Cholesterol


Q: Why is it important to know and manage your total cholesterol?

A: The risk of coronary heart disease rises as blood cholesterol levels increase. When other risk factors are present, this risk increases even more.

Cholesterol is a necessary component of our bodies, but additional dietary cholesterol is not needed. Excess cholesterol in the blood stream can form a thick, hard deposit called plaque in the artery walls. This build-up causes arteries to become thicker, harder and less flexible. When blood flow is restricted, chest pain called angina can result. When blood flow to the heart is severely restricted and a clot stops the flow completely, a heart attack results.


Q: What should my total cholesterol level be?

A: Medical experts recommend that total cholesterol levels be less than 200 mg/dL in order for an individual to be at lower risk for heart disease. Borderline high cholesterol is 200 to 239 mg/dL; high blood cholesterol is 240 mg/dL and above. A person with this level has more than twice the risk of heart disease as someone whose cholesterol is below 200 mg/dL.


Q: What’s the difference in “good” versus “bad” cholesterol?

A: About one-fourth to one-third of blood cholesterol is carried by high density lipoprotien (HDL). Often called the “good” cholesterol, high levels of HDL seem to protect against heart attack because it carries cholesterol away from the arteries and back to the liver where it is passed from the body. Optimal HDL levels are 40 mg/dL and higher.

When too much low-density lipoprotein (LDL) cholesterol circulates in the blood, it can slowly build up in the artery walls that feed the heart and brain. Together with other substances, it can form artery-clogging plaque that can eventually cause a heart attack or stroke. LDL cholesterol of less than 130 mg/dL is the optimal level for most people.


Cholesterol Management in Your Golden Years


Q: Why should cholesterol be managed in older adults?

A: High cholesterol levels that go untreated or unmanaged increase one’s risk for coronary heart disease (CHD), which is the leading cause of death in both men and women over 65 years old and can cause long-term disability. Cholesterol treatment in high-risk individuals who are 65-80 years old is beneficial and reduces the likelihood of a heart attack or other coronary heart disease event.
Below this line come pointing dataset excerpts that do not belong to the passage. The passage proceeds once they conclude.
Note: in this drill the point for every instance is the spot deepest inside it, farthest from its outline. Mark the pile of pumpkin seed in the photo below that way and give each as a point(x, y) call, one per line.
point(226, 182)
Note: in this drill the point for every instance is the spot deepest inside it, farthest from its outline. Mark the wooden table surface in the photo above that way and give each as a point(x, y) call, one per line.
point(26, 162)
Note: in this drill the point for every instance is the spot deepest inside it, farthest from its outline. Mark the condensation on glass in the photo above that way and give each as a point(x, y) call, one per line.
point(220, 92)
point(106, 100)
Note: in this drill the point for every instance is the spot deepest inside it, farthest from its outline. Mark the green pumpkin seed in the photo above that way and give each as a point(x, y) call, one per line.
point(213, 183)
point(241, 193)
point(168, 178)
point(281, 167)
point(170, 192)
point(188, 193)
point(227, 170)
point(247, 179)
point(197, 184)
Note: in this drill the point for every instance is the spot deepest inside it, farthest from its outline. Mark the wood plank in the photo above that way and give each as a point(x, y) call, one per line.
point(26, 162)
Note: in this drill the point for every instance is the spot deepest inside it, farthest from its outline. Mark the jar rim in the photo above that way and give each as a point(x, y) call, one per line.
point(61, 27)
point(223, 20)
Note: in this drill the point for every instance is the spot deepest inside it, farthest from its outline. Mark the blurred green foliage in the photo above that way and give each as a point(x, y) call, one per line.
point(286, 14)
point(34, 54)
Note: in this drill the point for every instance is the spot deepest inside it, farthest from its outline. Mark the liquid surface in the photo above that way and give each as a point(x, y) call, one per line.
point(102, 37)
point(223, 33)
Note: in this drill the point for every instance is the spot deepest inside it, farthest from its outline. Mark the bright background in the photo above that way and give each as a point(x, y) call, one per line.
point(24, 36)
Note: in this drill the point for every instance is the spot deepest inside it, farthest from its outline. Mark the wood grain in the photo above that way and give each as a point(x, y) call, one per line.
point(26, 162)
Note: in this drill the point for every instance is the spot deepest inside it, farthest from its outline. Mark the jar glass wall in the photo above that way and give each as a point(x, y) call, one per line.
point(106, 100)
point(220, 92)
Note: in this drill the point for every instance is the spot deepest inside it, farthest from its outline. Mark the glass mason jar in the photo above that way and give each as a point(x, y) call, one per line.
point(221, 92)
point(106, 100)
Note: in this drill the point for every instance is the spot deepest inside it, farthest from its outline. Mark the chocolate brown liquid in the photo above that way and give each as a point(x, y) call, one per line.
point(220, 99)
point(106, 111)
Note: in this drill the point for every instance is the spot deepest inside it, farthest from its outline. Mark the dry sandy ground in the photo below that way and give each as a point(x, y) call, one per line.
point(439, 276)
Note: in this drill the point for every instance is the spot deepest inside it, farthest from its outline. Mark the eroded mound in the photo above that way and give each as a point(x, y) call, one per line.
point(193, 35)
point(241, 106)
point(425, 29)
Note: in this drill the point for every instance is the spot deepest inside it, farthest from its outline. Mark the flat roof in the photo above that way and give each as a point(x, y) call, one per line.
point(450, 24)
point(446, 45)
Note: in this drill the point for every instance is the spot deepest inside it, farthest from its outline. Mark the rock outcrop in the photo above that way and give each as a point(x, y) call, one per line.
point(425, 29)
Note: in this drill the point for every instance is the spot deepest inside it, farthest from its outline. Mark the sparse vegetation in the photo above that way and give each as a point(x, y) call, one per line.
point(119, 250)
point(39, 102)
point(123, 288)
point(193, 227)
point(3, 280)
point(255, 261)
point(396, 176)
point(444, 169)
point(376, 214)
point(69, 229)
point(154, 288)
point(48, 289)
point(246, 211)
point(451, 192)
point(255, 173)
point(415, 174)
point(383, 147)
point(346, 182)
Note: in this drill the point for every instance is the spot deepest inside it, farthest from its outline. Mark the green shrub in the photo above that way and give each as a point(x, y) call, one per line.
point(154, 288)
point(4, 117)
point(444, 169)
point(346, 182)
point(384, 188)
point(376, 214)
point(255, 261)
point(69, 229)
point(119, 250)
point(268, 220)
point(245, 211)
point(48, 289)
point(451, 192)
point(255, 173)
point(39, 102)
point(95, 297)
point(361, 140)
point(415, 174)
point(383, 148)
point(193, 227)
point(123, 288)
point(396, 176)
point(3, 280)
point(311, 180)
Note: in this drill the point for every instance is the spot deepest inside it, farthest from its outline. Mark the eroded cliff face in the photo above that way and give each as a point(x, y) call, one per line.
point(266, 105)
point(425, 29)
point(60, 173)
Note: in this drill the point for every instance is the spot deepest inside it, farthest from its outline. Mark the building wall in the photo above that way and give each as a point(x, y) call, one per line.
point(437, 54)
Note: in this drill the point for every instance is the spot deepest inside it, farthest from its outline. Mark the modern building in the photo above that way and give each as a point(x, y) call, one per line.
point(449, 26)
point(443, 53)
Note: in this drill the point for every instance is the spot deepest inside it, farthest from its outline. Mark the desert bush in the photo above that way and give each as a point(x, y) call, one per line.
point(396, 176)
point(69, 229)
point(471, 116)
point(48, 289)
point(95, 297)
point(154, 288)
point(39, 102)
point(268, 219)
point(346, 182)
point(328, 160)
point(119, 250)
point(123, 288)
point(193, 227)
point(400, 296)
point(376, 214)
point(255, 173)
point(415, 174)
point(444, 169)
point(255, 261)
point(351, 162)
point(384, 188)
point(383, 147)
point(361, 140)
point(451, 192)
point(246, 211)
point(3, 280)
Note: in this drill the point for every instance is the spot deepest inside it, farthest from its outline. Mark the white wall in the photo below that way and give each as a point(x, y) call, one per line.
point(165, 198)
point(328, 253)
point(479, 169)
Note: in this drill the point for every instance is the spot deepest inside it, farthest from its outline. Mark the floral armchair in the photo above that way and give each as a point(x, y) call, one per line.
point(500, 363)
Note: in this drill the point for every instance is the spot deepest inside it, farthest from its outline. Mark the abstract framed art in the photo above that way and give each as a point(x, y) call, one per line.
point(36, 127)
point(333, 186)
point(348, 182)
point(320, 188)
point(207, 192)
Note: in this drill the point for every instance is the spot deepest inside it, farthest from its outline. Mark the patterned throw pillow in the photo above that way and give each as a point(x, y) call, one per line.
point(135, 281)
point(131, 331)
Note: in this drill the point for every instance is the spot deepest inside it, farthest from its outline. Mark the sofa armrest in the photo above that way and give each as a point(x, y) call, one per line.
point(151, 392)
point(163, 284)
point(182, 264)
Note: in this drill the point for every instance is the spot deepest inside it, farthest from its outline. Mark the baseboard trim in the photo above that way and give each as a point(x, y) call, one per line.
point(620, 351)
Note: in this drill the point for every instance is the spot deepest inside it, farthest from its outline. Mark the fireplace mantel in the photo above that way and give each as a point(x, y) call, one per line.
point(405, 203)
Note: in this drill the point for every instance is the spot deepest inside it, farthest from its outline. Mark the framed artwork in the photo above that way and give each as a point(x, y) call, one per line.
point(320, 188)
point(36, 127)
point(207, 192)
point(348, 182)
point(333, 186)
Q: How do you know if you are “high-risk” for coronary heart disease?

A: You are considered high-risk if you have known CHD: you have had a heart attack, angioplasty, bypass operation, abnormal stress test, other diagnosis of atherosclerosis or you have diabetes mellitus.


Q: Am I still at high-risk if I have not had a heart attack?

A: You still are at high-risk, if your cholesterol level is high and you have one other major risk factor, such as high blood pressure, diabetes, obesity or smoking.


Q: What must I do to lower my cholesterol?

A: To lower your cholesterol, live a heart-healthy lifestyle. Eat a heart-healthy diet that includes fresh vegetables, fruit, whole grains, low-fat dairy products, and limit fatty foods. Exercise regularly, avoid smoking, control high blood pressure, manage your diabetes and maintain a healthy weight. Your doctor also may recommend cholesterol-lowering drugs.


Q: What is the healthy range for cholesterol?

A: A healthy range for total cholesterol is less than 170 mg/dL and an LDL cholesterol of less than 100, or less than 70 mg/dL if you are in the high-risk category.


Q: How does regular exercise help keep LDL cholesterol levels in check?

A: Low-density lipoprotein (LDL) or the “bad” cholesterol we hear about is most dangerous when it appears as small, compact particles. Even moderate exercise like walking or gardening can help keep LDL cholesterol large and “fluffy.” That’s a step in the right direction.


Q: What constitutes a healthy diet? Do you have to be vegetarian to be heart healthy?

A: Make heart healthy eating part of your daily routine. Eat a variety of foods you like in moderate amounts, choosing from all food groups, such as complex carbohydrates, proteins, fruits, vegetables, dairy and minimal fats and sugars.

Eliminating or reducing red meat, refined sugar and flours, and caffeine can help point you in the right direction toward more healthy eating. Adding fiber also boosts healthy eating and has been proven to help lower blood sugar and cholesterol levels. Consider reducing your sodium intake to no more than 3,000 mg daily. And don’t forget to drink at least eight 8-ounce glasses of water a day to help your body’s digestive functions and to curb your appetite.


Q: What percent of daily calories should come from fat?

A: A normal diet should consist of less than 30 percent of calories from fat. The percentage is even less–20 percent–for people working to prevent heart disease, and even lower – 10 percent – for people working to reverse heart disease.